Carberry spoke out against his treatment in an interview with the Guardian after the tour finished, saying he had heard “nothing – which is disappointing but it’s the way they tend to do things. I don’t think it’s me alone saying this sort of thing. There have been players before me and players now who have felt the same thing.”

He opened up about his decision to speak out, and revealed another interaction with Giles which left him feeling sour. “When we got back to England, I was approached by a journalist and asked ‘Have you heard anything?’ And he found it amazing that I couldn’t make a team, the England team at the time that weren’t winning. So I said, ‘Well no I haven’t heard anything. I’m like you, I watch the TV and I saw my name wasn’t in it.’

“A completely new team had been picked to tour the Caribbean. I actually saw them out there because I was on pre-season tour with Hampshire, and I wasn’t in it. I saw Ashley Giles out there, he saw me, all the rest of the guys came over, gave me a hug, said ‘Sorry you didn’t get in, we couldn’t believe it’, Graham Thorpe who was batting coach and who I knew from my Surrey days came over to try and console me a bit, said ‘Look mate, I’m sorry’. Ashley Giles just scarpered. Didn’t bother coming over, Just left. So that stuck in my mind. So when asked by this journalist, I’m not the kind of person to… I speak my mind, that’s what I do.”

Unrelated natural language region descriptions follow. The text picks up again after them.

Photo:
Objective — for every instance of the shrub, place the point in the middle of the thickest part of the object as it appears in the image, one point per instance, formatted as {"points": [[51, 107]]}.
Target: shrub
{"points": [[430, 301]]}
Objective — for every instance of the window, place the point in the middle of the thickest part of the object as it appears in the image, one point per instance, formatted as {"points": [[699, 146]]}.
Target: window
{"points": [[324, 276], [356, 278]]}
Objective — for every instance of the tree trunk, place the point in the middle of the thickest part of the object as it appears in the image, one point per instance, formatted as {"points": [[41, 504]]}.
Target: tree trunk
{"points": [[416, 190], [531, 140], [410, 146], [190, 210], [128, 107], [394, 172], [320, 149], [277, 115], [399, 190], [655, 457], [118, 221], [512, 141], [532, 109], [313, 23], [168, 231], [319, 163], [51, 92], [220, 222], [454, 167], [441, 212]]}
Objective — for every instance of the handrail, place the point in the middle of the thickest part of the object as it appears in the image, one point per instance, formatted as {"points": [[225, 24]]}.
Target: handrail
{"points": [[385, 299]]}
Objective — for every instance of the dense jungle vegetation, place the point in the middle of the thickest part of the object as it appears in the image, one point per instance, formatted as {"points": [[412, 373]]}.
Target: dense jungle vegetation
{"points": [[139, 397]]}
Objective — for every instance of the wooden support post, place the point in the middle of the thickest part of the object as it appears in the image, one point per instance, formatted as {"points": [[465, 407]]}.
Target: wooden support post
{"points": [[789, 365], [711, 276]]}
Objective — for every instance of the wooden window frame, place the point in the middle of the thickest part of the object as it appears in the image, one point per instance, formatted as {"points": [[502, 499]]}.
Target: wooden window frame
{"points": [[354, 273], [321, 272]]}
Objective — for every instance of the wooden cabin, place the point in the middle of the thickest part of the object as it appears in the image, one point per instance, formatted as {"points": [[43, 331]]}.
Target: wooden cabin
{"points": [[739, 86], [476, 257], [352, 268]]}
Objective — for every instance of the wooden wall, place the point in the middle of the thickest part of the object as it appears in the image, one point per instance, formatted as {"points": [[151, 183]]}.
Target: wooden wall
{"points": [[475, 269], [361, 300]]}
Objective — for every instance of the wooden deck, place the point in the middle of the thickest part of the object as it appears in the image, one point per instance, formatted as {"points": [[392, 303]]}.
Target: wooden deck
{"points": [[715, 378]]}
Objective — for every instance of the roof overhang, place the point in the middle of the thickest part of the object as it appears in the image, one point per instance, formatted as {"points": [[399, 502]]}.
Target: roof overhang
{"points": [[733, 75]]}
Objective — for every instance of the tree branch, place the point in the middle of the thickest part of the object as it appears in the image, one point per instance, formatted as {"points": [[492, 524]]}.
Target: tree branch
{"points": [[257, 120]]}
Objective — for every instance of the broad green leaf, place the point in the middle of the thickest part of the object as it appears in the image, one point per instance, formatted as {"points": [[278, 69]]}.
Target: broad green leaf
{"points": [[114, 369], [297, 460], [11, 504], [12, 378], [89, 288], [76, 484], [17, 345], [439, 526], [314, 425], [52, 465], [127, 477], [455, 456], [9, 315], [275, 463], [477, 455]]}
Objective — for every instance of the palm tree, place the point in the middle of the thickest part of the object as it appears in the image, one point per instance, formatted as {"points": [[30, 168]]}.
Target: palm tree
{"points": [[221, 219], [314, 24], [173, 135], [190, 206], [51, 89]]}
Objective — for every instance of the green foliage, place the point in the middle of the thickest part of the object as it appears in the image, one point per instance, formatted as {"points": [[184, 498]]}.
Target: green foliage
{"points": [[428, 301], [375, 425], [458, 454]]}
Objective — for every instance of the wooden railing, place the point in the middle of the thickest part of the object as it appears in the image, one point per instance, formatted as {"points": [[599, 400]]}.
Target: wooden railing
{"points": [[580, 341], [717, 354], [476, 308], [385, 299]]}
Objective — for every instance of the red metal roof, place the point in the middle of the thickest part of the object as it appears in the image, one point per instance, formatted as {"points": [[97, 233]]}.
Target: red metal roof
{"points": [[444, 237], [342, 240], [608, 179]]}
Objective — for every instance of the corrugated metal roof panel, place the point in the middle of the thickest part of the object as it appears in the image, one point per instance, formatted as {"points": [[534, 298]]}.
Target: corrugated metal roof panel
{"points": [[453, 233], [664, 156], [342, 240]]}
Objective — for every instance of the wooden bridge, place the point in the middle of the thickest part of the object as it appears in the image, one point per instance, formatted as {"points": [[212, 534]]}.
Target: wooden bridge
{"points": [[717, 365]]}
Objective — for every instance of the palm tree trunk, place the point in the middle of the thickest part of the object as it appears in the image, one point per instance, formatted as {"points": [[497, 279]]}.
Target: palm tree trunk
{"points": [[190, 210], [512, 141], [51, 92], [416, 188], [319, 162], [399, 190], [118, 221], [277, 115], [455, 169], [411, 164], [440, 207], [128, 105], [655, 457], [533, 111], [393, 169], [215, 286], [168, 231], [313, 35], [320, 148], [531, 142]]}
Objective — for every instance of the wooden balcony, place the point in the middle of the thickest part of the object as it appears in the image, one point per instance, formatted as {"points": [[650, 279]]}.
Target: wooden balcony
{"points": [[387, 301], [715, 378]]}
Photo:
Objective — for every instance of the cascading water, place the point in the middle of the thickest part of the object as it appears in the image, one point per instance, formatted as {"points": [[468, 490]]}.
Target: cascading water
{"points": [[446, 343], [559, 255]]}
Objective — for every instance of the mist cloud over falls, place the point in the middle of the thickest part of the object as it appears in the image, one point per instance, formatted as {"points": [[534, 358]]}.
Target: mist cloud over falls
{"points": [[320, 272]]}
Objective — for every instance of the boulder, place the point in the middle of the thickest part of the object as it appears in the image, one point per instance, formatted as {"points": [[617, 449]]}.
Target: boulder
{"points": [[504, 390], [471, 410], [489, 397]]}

Carberry also said there was plenty still unknown about the saga, making reference to an ‘altercation’ a leaked ECB dossier alleged he had had with Kevin Pietersen, which, according to him, neither party were aware of.

“If the England hierachy got offended, it was more than that because I was slinging mud with them on Kevin Pietersen,” he said, having questioned Pietersen’s axing in the aforementioned Guardian interview. “It was amazing they didn’t mention that they tried to accuse me and Kevin of having a fight or an altercation and yet to this day no one has phoned me to ask about this, but I have no knowledge of this fight, and neither did Kevin. There’s a lot more to this story than what came out.”

Carberry played just one more ODI for England, against Sri Lanka in the summer of 2014.